FED UP WITH HIGH INFLATION, FED TO RAISE INTEREST RATE MORE THAN PLANNED

The U.S. Federal Reserve has signaled that it will raise its key interest rate by a half-point when its Open Market Committee meets this week. That was the word on Wall Street before last Friday’s inflation numbers hit Main Street.

As we have noted.  With May’s unrelenting 8.6-percent inflation rate, a 40-year high, a growing number of analysts and investors speculate that the Fed might boost its rate by three-quarters of a point. 

The Fed had indicated a plan to lift rates by a half-point at every committee meeting this year. 
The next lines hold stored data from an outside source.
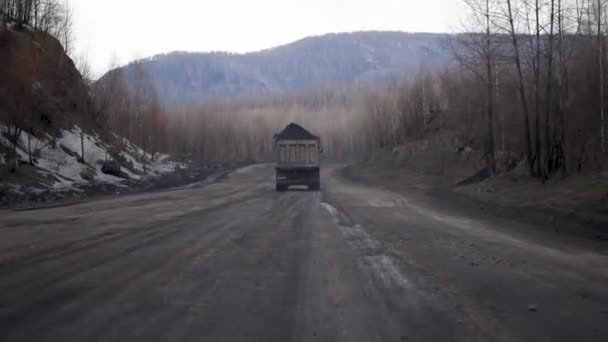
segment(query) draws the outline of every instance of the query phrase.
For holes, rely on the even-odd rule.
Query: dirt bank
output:
[[[566,239],[576,236],[602,245],[608,241],[608,211],[598,196],[607,182],[600,178],[542,184],[497,177],[455,186],[445,177],[412,172],[390,163],[351,165],[341,174],[351,181],[407,193],[445,210],[530,223],[534,230],[526,233],[558,233]],[[586,193],[589,187],[595,193]]]

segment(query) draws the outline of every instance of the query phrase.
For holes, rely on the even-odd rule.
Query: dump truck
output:
[[[292,185],[305,185],[308,190],[319,190],[319,156],[321,140],[304,127],[290,123],[275,134],[276,191],[288,190]]]

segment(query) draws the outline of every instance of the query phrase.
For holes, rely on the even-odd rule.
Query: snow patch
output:
[[[5,130],[6,127],[0,125],[0,131]],[[171,162],[168,155],[162,154],[157,158],[151,158],[150,154],[131,142],[125,139],[121,141],[124,142],[125,148],[120,154],[132,163],[132,170],[121,166],[121,171],[131,179],[141,179],[141,174],[144,174],[143,163],[134,156],[141,156],[146,160],[154,159],[147,162],[145,167],[146,173],[153,175],[170,173],[177,168],[185,167],[184,164]],[[5,141],[0,142],[7,144]],[[87,133],[80,127],[74,126],[72,129],[62,130],[60,137],[45,134],[36,138],[29,136],[27,132],[22,132],[16,151],[22,161],[28,161],[30,153],[32,154],[38,173],[49,179],[50,184],[42,184],[43,186],[63,190],[90,181],[116,185],[122,183],[124,179],[101,171],[103,164],[111,158],[110,149],[111,146],[102,141],[97,133]],[[0,155],[0,158],[0,164],[6,162],[4,156]]]
[[[244,175],[244,174],[248,174],[248,173],[253,173],[257,169],[263,168],[265,166],[266,166],[266,164],[249,165],[249,166],[245,166],[245,167],[242,167],[242,168],[234,171],[234,173],[237,174],[237,175]]]
[[[353,226],[340,224],[340,213],[329,203],[321,202],[333,217],[338,230],[347,243],[363,254],[363,266],[370,269],[376,278],[379,278],[387,288],[412,289],[412,284],[405,278],[395,265],[393,259],[385,254],[378,254],[381,244],[359,224]]]
[[[338,226],[342,235],[351,246],[366,252],[376,252],[380,249],[380,243],[374,240],[360,225],[354,227]]]
[[[393,259],[387,255],[374,255],[365,257],[374,273],[388,288],[411,288],[410,282],[403,276]]]
[[[325,208],[325,210],[327,210],[331,214],[331,216],[334,217],[334,221],[338,223],[338,209],[334,208],[331,204],[325,202],[321,202],[321,206]]]

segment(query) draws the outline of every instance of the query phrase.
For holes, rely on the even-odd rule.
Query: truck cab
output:
[[[285,191],[292,185],[304,185],[309,190],[320,190],[319,137],[296,123],[290,123],[274,138],[276,190]]]

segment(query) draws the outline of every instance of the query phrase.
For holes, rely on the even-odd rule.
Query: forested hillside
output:
[[[44,65],[37,50],[28,45],[19,59],[31,64],[3,49],[2,58],[13,59],[0,66],[12,80],[2,91],[15,94],[3,97],[11,100],[2,107],[4,137],[36,136],[26,120],[32,113],[56,123],[73,112],[74,123],[126,138],[145,158],[165,153],[209,165],[272,160],[272,135],[296,121],[322,137],[328,160],[390,153],[426,172],[458,169],[460,180],[514,171],[548,180],[604,169],[604,12],[565,0],[467,4],[458,34],[359,32],[244,55],[170,53],[91,85],[49,81],[40,88],[45,96],[35,74],[45,68],[25,67]],[[24,36],[40,45],[35,37],[46,31],[65,36],[6,8],[2,34],[11,44]],[[74,73],[57,82],[78,79]],[[46,102],[64,107],[39,107]],[[15,155],[5,159],[15,164]]]
[[[449,36],[405,32],[356,32],[305,38],[248,54],[173,52],[110,71],[139,82],[137,69],[162,94],[164,104],[201,104],[211,98],[281,94],[315,87],[397,80],[421,66],[450,58]]]
[[[450,151],[467,147],[479,151],[478,168],[488,175],[519,166],[546,180],[602,169],[605,6],[466,4],[465,32],[451,42],[453,67],[375,92],[369,126],[376,144],[432,143],[437,173],[457,157]]]

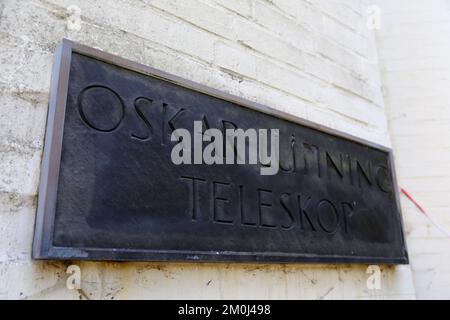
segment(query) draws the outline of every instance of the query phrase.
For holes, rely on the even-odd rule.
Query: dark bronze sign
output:
[[[174,164],[171,134],[194,121],[278,129],[278,172]],[[408,262],[391,150],[67,40],[33,257]]]

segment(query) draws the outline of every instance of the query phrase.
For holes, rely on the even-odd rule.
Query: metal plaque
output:
[[[278,172],[174,164],[171,134],[194,121],[278,129]],[[390,149],[68,40],[33,257],[408,263]]]

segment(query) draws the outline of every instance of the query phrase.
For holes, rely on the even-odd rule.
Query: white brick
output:
[[[448,1],[373,1],[400,185],[450,234]],[[448,299],[448,235],[402,197],[418,298]]]
[[[105,0],[101,5],[79,0],[49,0],[49,2],[61,8],[77,5],[81,9],[82,19],[88,19],[102,27],[127,31],[205,61],[213,59],[213,44],[216,38],[212,34],[161,15],[145,4],[112,0]],[[108,14],[104,14],[105,8]]]
[[[209,0],[211,1],[211,0]],[[244,17],[251,17],[253,0],[213,0],[220,6],[227,8]]]

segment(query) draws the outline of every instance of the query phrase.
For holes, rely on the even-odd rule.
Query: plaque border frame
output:
[[[54,246],[53,230],[58,191],[61,150],[64,132],[64,117],[69,86],[69,72],[72,53],[82,54],[115,66],[119,66],[146,76],[168,81],[242,107],[263,112],[305,127],[350,140],[373,149],[386,152],[397,207],[396,218],[401,226],[401,245],[403,256],[395,258],[370,256],[343,256],[318,254],[293,254],[277,252],[209,252],[182,250],[144,250],[118,248],[72,248]],[[391,148],[361,139],[323,125],[249,101],[208,86],[183,79],[170,73],[106,53],[99,49],[62,39],[56,48],[53,63],[44,151],[38,190],[35,229],[32,245],[32,258],[37,260],[90,260],[90,261],[175,261],[175,262],[246,262],[246,263],[331,263],[331,264],[408,264],[404,224],[401,214],[400,194],[398,192],[394,156]]]

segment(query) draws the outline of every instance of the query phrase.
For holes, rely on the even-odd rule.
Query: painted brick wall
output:
[[[450,1],[375,1],[378,44],[417,297],[450,298]]]
[[[81,28],[68,28],[81,10]],[[409,266],[79,263],[30,260],[53,52],[94,46],[390,145],[366,0],[0,2],[0,298],[414,298]],[[80,296],[81,294],[81,296]]]

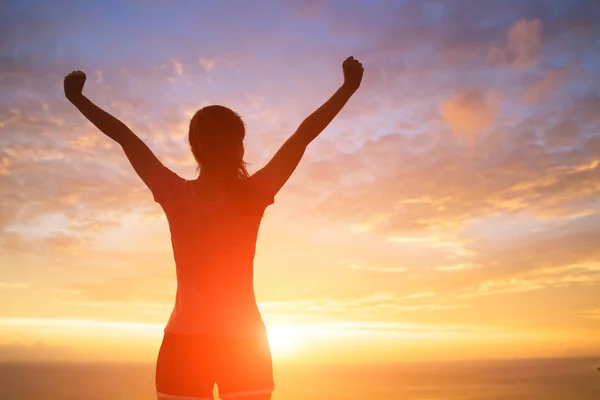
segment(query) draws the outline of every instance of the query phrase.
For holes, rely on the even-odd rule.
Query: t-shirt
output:
[[[175,307],[165,332],[248,334],[263,330],[253,264],[264,210],[273,204],[260,172],[236,195],[207,200],[197,184],[166,167],[149,183],[171,233],[177,272]]]

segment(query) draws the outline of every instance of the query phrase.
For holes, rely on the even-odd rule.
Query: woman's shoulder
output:
[[[260,171],[246,179],[245,191],[247,200],[263,210],[275,201],[266,182],[262,179]]]

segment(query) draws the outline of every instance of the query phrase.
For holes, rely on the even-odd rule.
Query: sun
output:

However, the new inflation data may push more Fed officials to decide that the central bank should raise its rate by at least another two points before January, The Wall Street Journal added, which would require at least one hike greater than a half-point.

“What we need to see is clear and convincing evidence that inflation pressures are abating and inflation is coming down,” Fed chair Jerome Powell said in a May WSJ interview.

“If we don’t see that, we’ll have to consider moving more aggressively,” he added.

TREND FORECAST: To make a difference against inflation, interest rates have to approach the speed at which prices are growing. For example, with U.S. inflation at 8.6 percent, the Fed’s base rate would have to rise to at least 6 percent to discourage spending. 

Argentina has acted aggressively and appropriately: with inflation at 52 percent, the central bank raised its key interest rate to 44.5 percent. Factoring in compound interest, that rate offers a positive return to investors.

However, the Fed is both unwilling and unable to move rates that much that fast for fear of dumping the already-fragile economy into a recession. 

Therefore, the Fed’s gradual rate hikes will produce little direct effect on inflation. Fewer people will take out loans to buy cars and houses, but scarcity and high prices in those markets already has reduced activity in them, as we reported in our Economic and Market Overview of 24 May, 2022.

People are still spending, but now are gouging their savings accounts to continue to buy, as we noted in “Americans: Spending More, Saving Less” (7 Jun 2022). 

Recession is a cure for inflation, and we see a growing likelihood that the U.S. will slip into a recession, defined as two consecutive quarters of economic contraction, and fall through it into Dragflation, our Top 2022 Trend in which prices continue to rise, even if more slowly, amid a shrinking GDP.